The [YOU] on AI cycle returns repeatedly to the question of what stays irreducibly human when so much can be automated. Datafication of persons names the process that places this question under pressure: the systematic conversion of a human being into a data profile, followed by the treatment of the profile as more real, more actionable, and more authoritative than the person it was abstracted from. This conversion is not incidental to AI deployment—it is the operation that makes most consequential AI systems possible. You cannot score a population of credit applicants, flag a population of welfare recipients, or manage a population of warehouse workers through an algorithm unless you have first converted those people into rows of features. The question the cycle presses is what is lost in the conversion, and whether the lost remainder was load-bearing.
Dickens's answer, developed across a dozen novels and confirmed by the specific character of AI's most documented failures, is that the lost remainder is always load-bearing. The predictive policing system that assigns a risk score to a neighborhood without a feature for “this specific person's circumstances this specific week” reproduces Gradgrind's classroom. The hiring algorithm that scores résumés without a feature for “this person's uncaptured potential” produces Bitzer: the optimized output of a system that discarded exactly the information it could not process. The harm is not only to the individual who is misread; it is to the faculty of perception that would have read them correctly. A system that deals only in data vectors cannot, by the design of its own architecture, be moved by what it cannot encode—and so it cannot be corrected by it either.
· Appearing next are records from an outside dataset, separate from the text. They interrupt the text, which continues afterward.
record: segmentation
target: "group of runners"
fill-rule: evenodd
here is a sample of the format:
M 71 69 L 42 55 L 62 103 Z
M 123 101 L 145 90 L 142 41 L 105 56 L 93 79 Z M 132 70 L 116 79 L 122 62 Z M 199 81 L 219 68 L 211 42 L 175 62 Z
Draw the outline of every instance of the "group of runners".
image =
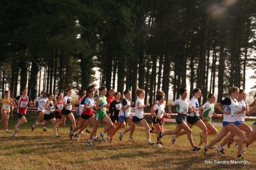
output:
M 201 97 L 200 89 L 195 88 L 191 93 L 192 98 L 189 100 L 187 98 L 189 95 L 187 90 L 185 88 L 181 88 L 180 98 L 168 105 L 168 113 L 172 113 L 171 109 L 174 106 L 176 106 L 178 112 L 176 117 L 177 125 L 175 129 L 172 130 L 164 129 L 164 118 L 169 118 L 170 116 L 165 112 L 166 102 L 164 100 L 164 91 L 158 91 L 157 93 L 157 101 L 150 109 L 153 126 L 149 127 L 144 115 L 144 109 L 149 106 L 149 104 L 144 104 L 144 89 L 139 88 L 136 89 L 135 94 L 137 98 L 135 103 L 130 100 L 131 92 L 128 89 L 124 91 L 122 100 L 121 93 L 115 92 L 113 89 L 108 91 L 108 97 L 105 97 L 107 93 L 105 87 L 101 87 L 99 89 L 99 96 L 95 95 L 96 90 L 95 85 L 89 87 L 87 91 L 80 90 L 78 93 L 78 101 L 73 101 L 71 97 L 73 90 L 69 89 L 65 91 L 67 95 L 64 98 L 63 94 L 60 93 L 55 102 L 54 94 L 45 91 L 42 91 L 41 96 L 32 101 L 27 95 L 26 88 L 23 89 L 21 96 L 13 99 L 10 98 L 10 92 L 6 91 L 4 92 L 4 97 L 0 100 L 2 105 L 2 120 L 0 123 L 4 123 L 5 132 L 8 132 L 9 112 L 13 107 L 16 107 L 19 120 L 12 135 L 17 137 L 20 127 L 27 122 L 25 116 L 28 106 L 32 107 L 37 102 L 38 117 L 31 125 L 32 131 L 37 126 L 43 127 L 43 131 L 46 131 L 46 127 L 47 121 L 50 120 L 55 137 L 59 137 L 60 135 L 57 133 L 58 128 L 60 126 L 65 125 L 67 116 L 72 123 L 69 130 L 69 137 L 73 139 L 75 136 L 77 140 L 80 140 L 80 135 L 83 134 L 83 130 L 86 128 L 85 132 L 90 134 L 87 141 L 89 146 L 93 146 L 92 141 L 105 142 L 106 134 L 108 134 L 107 141 L 111 143 L 116 132 L 126 127 L 126 121 L 130 125 L 119 133 L 121 141 L 123 140 L 124 134 L 130 132 L 128 139 L 130 141 L 135 143 L 133 134 L 137 123 L 139 122 L 145 128 L 146 143 L 148 145 L 155 144 L 150 140 L 151 133 L 157 134 L 156 140 L 157 147 L 162 147 L 164 144 L 161 142 L 161 138 L 164 135 L 172 135 L 171 143 L 175 144 L 179 136 L 187 134 L 192 151 L 200 150 L 201 144 L 205 144 L 205 148 L 202 149 L 202 158 L 205 158 L 208 150 L 214 148 L 214 145 L 224 138 L 222 143 L 216 147 L 218 155 L 225 154 L 226 144 L 230 147 L 232 143 L 237 142 L 237 158 L 239 160 L 245 160 L 241 156 L 242 153 L 244 153 L 243 150 L 243 144 L 246 143 L 248 147 L 256 139 L 256 122 L 253 125 L 253 129 L 244 123 L 246 115 L 255 112 L 255 102 L 248 104 L 245 101 L 246 95 L 244 90 L 236 87 L 228 88 L 230 97 L 215 105 L 214 95 L 209 94 L 207 102 L 201 106 L 198 100 Z M 132 115 L 131 107 L 133 105 L 135 111 Z M 215 114 L 214 108 L 223 114 Z M 77 111 L 76 121 L 72 112 L 74 111 Z M 211 125 L 212 116 L 223 118 L 223 128 L 218 135 L 208 143 L 208 135 L 218 133 L 217 129 Z M 200 116 L 201 119 L 200 118 Z M 40 122 L 42 118 L 44 121 Z M 106 126 L 99 134 L 101 138 L 99 139 L 97 137 L 97 134 L 101 121 L 106 123 Z M 90 123 L 93 125 L 92 132 L 88 129 Z M 197 125 L 202 131 L 200 133 L 200 142 L 198 145 L 196 145 L 193 141 L 191 128 L 194 125 Z M 242 130 L 245 132 L 245 135 Z M 230 134 L 226 135 L 229 132 Z

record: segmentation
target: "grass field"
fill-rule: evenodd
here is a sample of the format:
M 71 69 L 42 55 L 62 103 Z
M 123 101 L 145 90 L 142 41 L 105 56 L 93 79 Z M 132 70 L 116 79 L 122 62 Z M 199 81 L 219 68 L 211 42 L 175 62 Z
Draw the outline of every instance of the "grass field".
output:
M 203 160 L 201 151 L 191 151 L 186 135 L 179 137 L 175 144 L 171 144 L 171 137 L 167 135 L 162 140 L 164 143 L 162 148 L 148 146 L 144 128 L 138 125 L 133 135 L 135 143 L 127 140 L 126 134 L 122 141 L 116 135 L 111 143 L 93 143 L 94 146 L 89 147 L 86 144 L 89 134 L 81 135 L 80 141 L 69 138 L 69 120 L 65 127 L 60 127 L 60 137 L 54 139 L 51 123 L 47 125 L 47 132 L 37 127 L 32 133 L 30 126 L 37 114 L 29 112 L 26 118 L 28 123 L 21 126 L 17 137 L 12 135 L 17 121 L 15 114 L 9 120 L 9 133 L 4 132 L 1 125 L 0 169 L 253 169 L 256 167 L 255 144 L 244 148 L 246 154 L 243 157 L 250 160 L 250 164 L 232 164 L 230 160 L 236 160 L 234 144 L 231 148 L 226 147 L 226 154 L 221 157 L 215 149 L 210 150 Z M 248 124 L 253 122 L 248 121 Z M 166 128 L 174 129 L 176 123 L 166 123 Z M 105 123 L 101 123 L 98 136 L 104 127 Z M 217 127 L 219 130 L 220 128 Z M 197 144 L 200 130 L 196 127 L 192 130 Z M 213 137 L 210 136 L 210 139 Z M 156 141 L 156 134 L 152 135 L 151 141 Z M 227 160 L 229 164 L 217 164 L 215 160 Z

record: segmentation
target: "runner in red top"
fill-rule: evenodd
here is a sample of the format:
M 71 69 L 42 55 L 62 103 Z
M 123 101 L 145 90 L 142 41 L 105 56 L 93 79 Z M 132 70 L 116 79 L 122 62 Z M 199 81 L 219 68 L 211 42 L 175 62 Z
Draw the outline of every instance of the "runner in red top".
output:
M 22 95 L 13 98 L 13 105 L 17 107 L 17 114 L 19 117 L 18 122 L 15 125 L 15 130 L 12 134 L 13 136 L 17 137 L 16 133 L 19 132 L 19 127 L 24 123 L 27 123 L 27 120 L 25 118 L 26 113 L 27 112 L 28 105 L 30 104 L 31 107 L 33 106 L 33 102 L 30 97 L 27 96 L 28 89 L 26 88 L 22 89 Z M 17 101 L 17 103 L 16 102 Z

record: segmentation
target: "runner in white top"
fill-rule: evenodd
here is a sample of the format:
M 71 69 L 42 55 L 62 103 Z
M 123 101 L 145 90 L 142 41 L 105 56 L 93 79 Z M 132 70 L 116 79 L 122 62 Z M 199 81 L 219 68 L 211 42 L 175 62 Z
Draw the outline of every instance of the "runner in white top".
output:
M 237 158 L 239 160 L 245 160 L 241 156 L 243 144 L 244 141 L 245 135 L 243 132 L 234 124 L 234 116 L 237 113 L 242 112 L 239 111 L 239 103 L 236 98 L 239 95 L 239 89 L 237 87 L 231 87 L 228 88 L 230 97 L 226 98 L 215 105 L 215 107 L 220 112 L 223 113 L 223 121 L 222 122 L 223 127 L 218 135 L 212 139 L 210 143 L 202 151 L 201 157 L 205 158 L 205 155 L 207 150 L 216 143 L 219 142 L 229 132 L 231 132 L 239 137 L 238 144 Z M 225 105 L 225 108 L 223 110 L 221 105 Z M 219 155 L 221 155 L 221 149 L 219 146 L 216 147 Z
M 38 117 L 34 121 L 34 123 L 31 126 L 32 132 L 34 132 L 35 125 L 37 121 L 40 121 L 44 118 L 44 107 L 46 106 L 46 101 L 47 100 L 46 97 L 47 95 L 47 93 L 44 91 L 41 91 L 41 96 L 37 98 L 35 100 L 37 102 L 37 112 L 38 113 Z M 43 131 L 46 132 L 46 128 L 45 127 L 43 127 Z
M 187 124 L 190 128 L 192 128 L 193 125 L 197 125 L 203 132 L 200 133 L 200 141 L 201 142 L 205 142 L 205 146 L 208 144 L 208 134 L 207 134 L 207 128 L 205 127 L 205 125 L 199 118 L 200 116 L 200 104 L 198 100 L 198 98 L 201 97 L 201 89 L 199 88 L 195 88 L 193 89 L 193 91 L 191 93 L 193 97 L 191 98 L 191 108 L 193 110 L 196 110 L 196 112 L 189 112 L 189 116 L 187 117 Z M 175 141 L 176 138 L 178 136 L 186 134 L 187 132 L 185 130 L 182 130 L 180 132 L 176 135 L 175 137 Z M 200 146 L 197 146 L 198 148 L 200 148 Z
M 131 91 L 128 89 L 126 89 L 124 91 L 124 95 L 125 98 L 123 99 L 122 102 L 122 111 L 120 113 L 119 118 L 117 121 L 117 125 L 115 128 L 112 131 L 112 134 L 110 134 L 110 137 L 113 137 L 113 135 L 117 131 L 119 128 L 125 127 L 125 121 L 132 124 L 132 118 L 131 116 L 131 107 L 134 105 L 133 102 L 130 101 L 130 98 L 131 97 Z M 132 129 L 131 129 L 131 127 L 126 128 L 123 132 L 121 132 L 119 134 L 119 139 L 122 141 L 123 137 L 124 134 L 130 131 L 130 135 L 128 137 L 128 140 L 132 143 L 135 143 L 135 141 L 133 140 L 132 137 L 132 134 L 133 134 L 134 130 L 135 129 L 135 126 L 133 127 Z
M 200 112 L 200 116 L 202 118 L 203 123 L 205 123 L 206 128 L 207 128 L 208 135 L 217 134 L 218 130 L 212 126 L 211 124 L 212 117 L 216 116 L 218 118 L 223 118 L 223 114 L 218 115 L 214 112 L 214 104 L 216 98 L 213 93 L 209 93 L 207 97 L 207 102 L 201 106 L 199 109 L 201 111 L 201 113 Z M 198 144 L 198 146 L 201 146 L 203 141 L 200 141 Z M 213 149 L 214 147 L 210 148 Z
M 131 128 L 133 128 L 136 123 L 139 122 L 146 129 L 146 135 L 147 137 L 147 143 L 148 145 L 152 145 L 155 143 L 151 142 L 149 139 L 150 129 L 148 122 L 144 118 L 144 108 L 149 106 L 149 104 L 144 105 L 144 98 L 145 97 L 145 91 L 142 89 L 137 89 L 135 91 L 137 98 L 135 104 L 135 112 L 132 118 L 132 122 L 131 124 Z
M 45 105 L 45 113 L 44 115 L 44 121 L 42 123 L 39 123 L 38 121 L 37 121 L 36 123 L 36 126 L 40 125 L 42 127 L 46 127 L 48 121 L 50 120 L 51 124 L 53 125 L 53 132 L 55 134 L 55 137 L 57 138 L 59 137 L 60 135 L 57 134 L 57 129 L 56 127 L 56 122 L 55 122 L 55 118 L 54 114 L 54 112 L 55 111 L 54 107 L 54 102 L 53 102 L 54 95 L 53 93 L 50 93 L 47 95 L 47 98 L 49 98 L 49 100 L 46 102 Z
M 164 108 L 166 105 L 164 104 L 164 93 L 158 93 L 157 94 L 157 101 L 158 101 L 158 104 L 155 104 L 153 109 L 151 109 L 151 114 L 153 116 L 152 118 L 152 122 L 157 129 L 157 134 L 159 132 L 163 132 L 162 118 L 164 116 L 167 116 L 168 118 L 170 118 L 170 116 L 167 115 Z M 162 143 L 162 144 L 163 144 Z M 158 139 L 157 144 L 157 147 L 162 147 L 160 143 L 160 139 Z
M 252 129 L 246 124 L 244 123 L 244 120 L 245 120 L 245 116 L 246 116 L 246 111 L 248 111 L 248 106 L 247 102 L 245 101 L 245 99 L 246 98 L 246 94 L 244 92 L 244 89 L 240 89 L 239 90 L 239 95 L 238 96 L 238 98 L 237 98 L 238 103 L 239 103 L 239 112 L 236 115 L 234 116 L 234 123 L 235 124 L 235 126 L 237 126 L 239 128 L 240 128 L 241 130 L 244 131 L 246 132 L 245 134 L 245 137 L 246 138 L 249 138 L 250 134 L 251 134 Z M 230 133 L 230 134 L 227 136 L 223 141 L 222 143 L 219 144 L 219 146 L 221 147 L 221 152 L 223 154 L 225 154 L 224 153 L 224 146 L 226 144 L 227 144 L 227 146 L 228 148 L 230 147 L 230 145 L 233 143 L 233 138 L 235 137 L 235 134 L 233 133 Z M 247 145 L 247 147 L 248 146 Z M 245 153 L 245 152 L 242 150 L 242 153 Z
M 62 120 L 60 122 L 59 122 L 58 127 L 65 126 L 66 117 L 67 116 L 69 118 L 72 123 L 72 125 L 70 126 L 69 128 L 69 137 L 72 139 L 73 135 L 71 132 L 73 128 L 76 127 L 76 121 L 74 120 L 74 114 L 72 113 L 72 110 L 77 111 L 78 108 L 74 107 L 74 103 L 72 101 L 72 89 L 68 89 L 65 91 L 65 92 L 67 93 L 67 96 L 65 96 L 63 99 L 63 105 L 64 107 L 62 109 Z
M 189 100 L 187 99 L 187 91 L 185 88 L 182 88 L 180 89 L 180 95 L 181 96 L 181 98 L 176 100 L 170 105 L 169 105 L 169 112 L 170 113 L 172 113 L 171 111 L 171 107 L 173 107 L 173 105 L 176 105 L 178 116 L 176 118 L 176 122 L 178 123 L 178 125 L 176 126 L 175 130 L 174 130 L 165 131 L 163 133 L 160 132 L 158 135 L 158 138 L 160 138 L 166 135 L 178 134 L 178 132 L 180 132 L 182 129 L 183 129 L 187 132 L 187 139 L 189 139 L 190 144 L 192 146 L 192 150 L 193 151 L 198 151 L 200 148 L 196 147 L 193 142 L 193 139 L 192 137 L 192 130 L 189 127 L 189 126 L 185 123 L 185 120 L 187 118 L 187 114 L 188 111 L 191 112 L 196 112 L 196 111 L 193 110 L 191 108 L 191 102 Z M 172 140 L 173 144 L 174 143 L 173 142 L 173 140 L 174 138 L 173 135 L 173 140 Z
The concept draws on Dickens's Hard Times (1854), Bleak House (1853), and Oliver Twist (1838), each of which contains a different facet of the same reduction. In Hard Times, the reduction happens at the level of education and identity: the child reduced to a receptacle for facts, the worker reduced to a productive function. In Bleak House, it happens at the level of institutional process: the plaintiff reduced to a case number, the case consuming the plaintiff’s life while the institution that nominally serves them processes their existence as a series of filings. In Oliver Twist, it happens at the level of welfare administration: the pauper reduced to a burden on the parish, the system that claims to relieve poverty organized to ensure the poor cannot claim relief without paying a price that functions as a deterrent.
The contemporary sociological vocabulary for this phenomenon—“datafication,” “quantification of the self,” “algorithmic governance”—arrived a century and a half after Dickens named the same operation in the language of Victorian fiction. The sociologists Danah Boyd and Kate Crawford formalized “datafication” as a distinct social process in 2012; the philosopher Onora O'Neill traced a related harm in accountability systems that generate measures of trustworthiness without measuring what actually produces trust. Both are describing the Gradgrind operation in more precise modern terms.
The reduction is not an accident. A management system that tracked the whole person would be paralyzed by everything that makes a person inconvenient—their variability, their needs, their claims. The reduction to a data profile is what makes the person governable at scale. Efficiency, in this frame, is not a byproduct of the reduction; it is the reduction. Dickens treats the grammar of “Hands” as a crime, not a symptom.
The harm is systemic, not individual. The deeper injury is not that a particular score is wrong but that the system has made it structurally impossible to see the person whole. When a manager deals only with scores, they cannot, by the design of their own perception, register the worker as a person—and so cannot be moved by what they cannot perceive. The reduction does not merely mistreat the individual. It disables the very faculty that would notice the mistreatment.
The substitute produces the wrong optimum. Bitzer is the cleanest demonstration: the system got exactly what it measured for—factual recall, zero sentiment, pure compliance—and produced something monstrous. Dickens is insistent that the optimum was reached and the result is still a failure, because the measured thing was never the whole thing. The error is not in the execution; it is in the specification of the objective. Banality of optimization is the Arendtian translation of this Dickensian observation.
The primary challenge to Dickens's diagnosis is the empirical one: that quantification, done carefully, can reduce the biases that human perception introduces. A structured interview protocol or an algorithm blind to race may produce more equitable outcomes than the unstructured human judgment of a biased interviewer. This is the strongest version of the pro-quantification case, and Dickens's framework does not dismiss it: he explicitly distinguished the science in its sanity from the science in its insanity. The question is not whether measurement is ever useful but whether it is adequate as the primary instrument for decisions about human beings. The empirical literature on algorithmic management suggests that datafication reduces some biases and introduces others, while consistently underweighting features that cannot be quantified—which is precisely the failure Dickens predicted. The deeper debate concerns what “fair” means in a system that can only operate on data: the most technically rigorous definition of fairness in machine learning still treats human beings as their measured attributes, and the argument about which definition to use is, at bottom, an argument about which unmeasured features matter.